By including a plurality of second light sources 120, moving-body lighting device 200 can selectively illuminate individual regions.

Moving-body lighting device 200 according to this embodiment further includes reflective tube 360 that guides light emitted by the plurality of second light sources 120. Reflective tube 360 includes a plurality of light guide passages 361 in one-to-one correspondence with the plurality of second light sources 120. The plurality of light guide passages 361 are configured to selectively illuminate individual regions with the light emitted by the plurality of second light sources 120.

As described above, reflective tube 360 includes a plurality of light guide passages 361 that are capable of selectively illuminating individual regions with the light emitted by the plurality of second light sources 120. Accordingly, individual regions can be more accurately selectively illuminated with the light emitted by second light sources 120 corresponding to light guide passages 361.

This embodiment also achieves other operational advantages achieved by Embodiment 1.

(Other Variations, etc.)

Although the present disclosure has been described based on Embodiments 1 and 2, the present disclosure is not limited to Embodiments 1 and 2.

For example, regarding Embodiment 2, the vehicle may further include a sensor and a controller. In an installation location of the moving-body lighting device in the vehicle, while the vehicle is in motion, the sensor may detect an obstacle such as a person or another vehicle, and output information regarding the detection to the controller. The controller may, based on this information, authorize one or more of the second light sources whose light would illuminate the obstacle. The controller may turn off the authorized one or more second light source. Once the sensor no longer detects the obstacle, the controller may turn back on the turned off one or more second light source. In this way, the vehicle can selectively illuminate individual regions.

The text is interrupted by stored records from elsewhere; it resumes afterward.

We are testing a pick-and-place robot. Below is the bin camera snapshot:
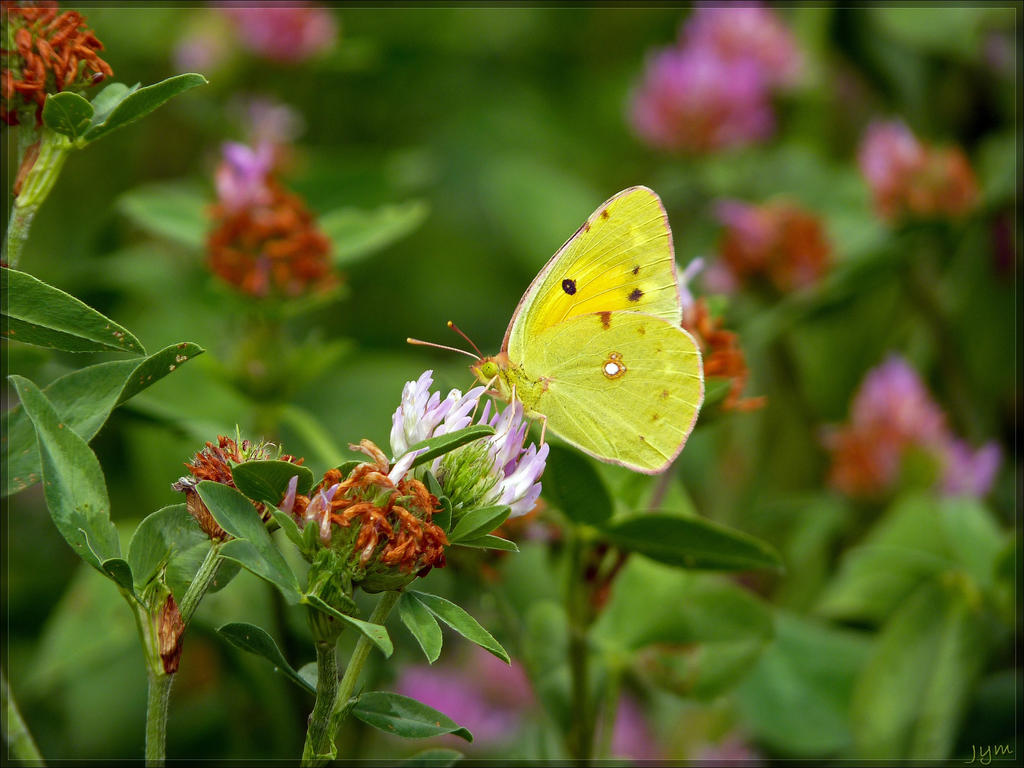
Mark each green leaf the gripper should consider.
[231,461,313,507]
[603,512,781,570]
[818,494,1006,624]
[456,534,519,552]
[318,200,430,266]
[406,590,511,664]
[0,342,204,496]
[302,595,394,656]
[449,505,512,544]
[736,612,869,759]
[91,83,139,125]
[128,504,209,592]
[850,581,987,761]
[592,557,773,652]
[0,269,145,354]
[217,622,316,695]
[196,480,302,603]
[522,600,575,732]
[544,444,612,525]
[401,748,465,768]
[403,424,495,467]
[84,73,207,141]
[117,184,210,251]
[43,91,93,140]
[351,691,473,741]
[99,557,138,599]
[8,376,121,575]
[398,593,444,664]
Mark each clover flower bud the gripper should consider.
[823,354,1001,498]
[207,141,338,297]
[282,440,447,592]
[432,400,549,517]
[171,435,304,540]
[857,120,978,221]
[0,3,114,125]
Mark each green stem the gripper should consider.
[302,640,338,765]
[331,591,401,729]
[2,127,72,267]
[598,666,623,760]
[178,542,221,627]
[302,592,401,766]
[565,530,594,765]
[145,668,174,766]
[0,669,46,765]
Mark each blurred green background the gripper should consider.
[3,5,1020,759]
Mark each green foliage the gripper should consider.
[351,691,473,741]
[196,480,302,603]
[0,342,204,496]
[603,512,782,570]
[9,376,121,574]
[408,424,495,467]
[231,461,313,507]
[217,622,316,693]
[406,590,511,664]
[398,593,444,664]
[544,445,611,525]
[0,269,145,354]
[318,200,430,266]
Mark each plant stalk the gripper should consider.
[178,541,222,627]
[302,640,338,766]
[145,671,174,766]
[0,669,46,765]
[2,126,72,267]
[565,530,594,765]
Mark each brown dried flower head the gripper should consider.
[171,435,304,540]
[682,298,765,411]
[281,440,449,592]
[0,2,114,125]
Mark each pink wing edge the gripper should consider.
[502,184,679,354]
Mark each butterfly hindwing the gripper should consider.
[522,311,703,473]
[503,186,682,359]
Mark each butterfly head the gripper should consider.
[469,354,508,384]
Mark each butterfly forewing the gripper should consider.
[503,186,682,360]
[522,311,703,473]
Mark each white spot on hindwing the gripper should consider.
[601,352,626,379]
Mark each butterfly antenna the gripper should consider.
[406,339,480,360]
[447,321,483,357]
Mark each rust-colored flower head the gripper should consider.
[0,2,114,125]
[718,200,831,293]
[682,298,765,411]
[171,435,304,540]
[207,143,338,297]
[281,440,447,592]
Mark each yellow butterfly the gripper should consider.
[411,186,703,474]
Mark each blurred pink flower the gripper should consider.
[395,646,537,744]
[218,2,338,62]
[630,48,774,153]
[825,354,1001,497]
[857,120,978,220]
[709,200,831,292]
[680,3,803,87]
[214,141,274,211]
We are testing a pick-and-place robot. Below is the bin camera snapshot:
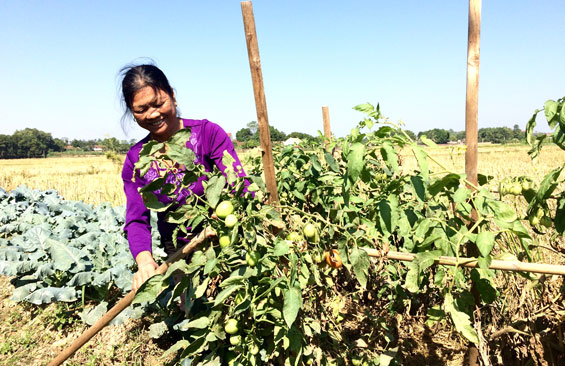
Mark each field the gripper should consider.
[0,145,565,365]
[0,144,565,206]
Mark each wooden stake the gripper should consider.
[465,0,481,189]
[362,248,565,276]
[241,1,279,205]
[47,228,216,366]
[322,106,332,149]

Note that the sensor described here is, for example, an infrared sensor.

Moreover, regarding Embodiments 1 and 2, a plurality of the first light sources may be provided.

Embodiments arrived at by a person skilled in the art making various modifications to any one of Embodiments 1 and 2 as well as embodiments realized by arbitrarily combining structural components and functions in Embodiments 1 and 2 which do not depart from the essence of the present disclosure are included in the present disclosure.

Claims

1. A moving-body lighting device configured to be used in a moving body, the moving-body lighting device comprising:

a first light source that emits light;

a second light source that is disposed forward of the first light source and emits light forward;

a reflector in a shape of a segment of a spheroid having a first focal point proximate the first light source and a second focal point, and that reflects the light emitted by the first light source;

a projection lens that is disposed forward of the second light source and receives the light emitted by the first light source and reflected by the reflector; and

a shield disposed between the second light source and the projection lens, proximate the second focal point,

wherein: the shield includes an edge region including a step, the edge region blocking a portion of the light reflected by the reflector and transmitting a remaining portion of the light to the projection lens, the projection lens includes a first lens region that receives the light emitted by the first light source and reflected by the reflector, and a second lens region that receives the light emitted by the second light source, and a major axis of the spheroid is oblique to a horizontal axis in an installation position of the moving-body lighting device in the moving body.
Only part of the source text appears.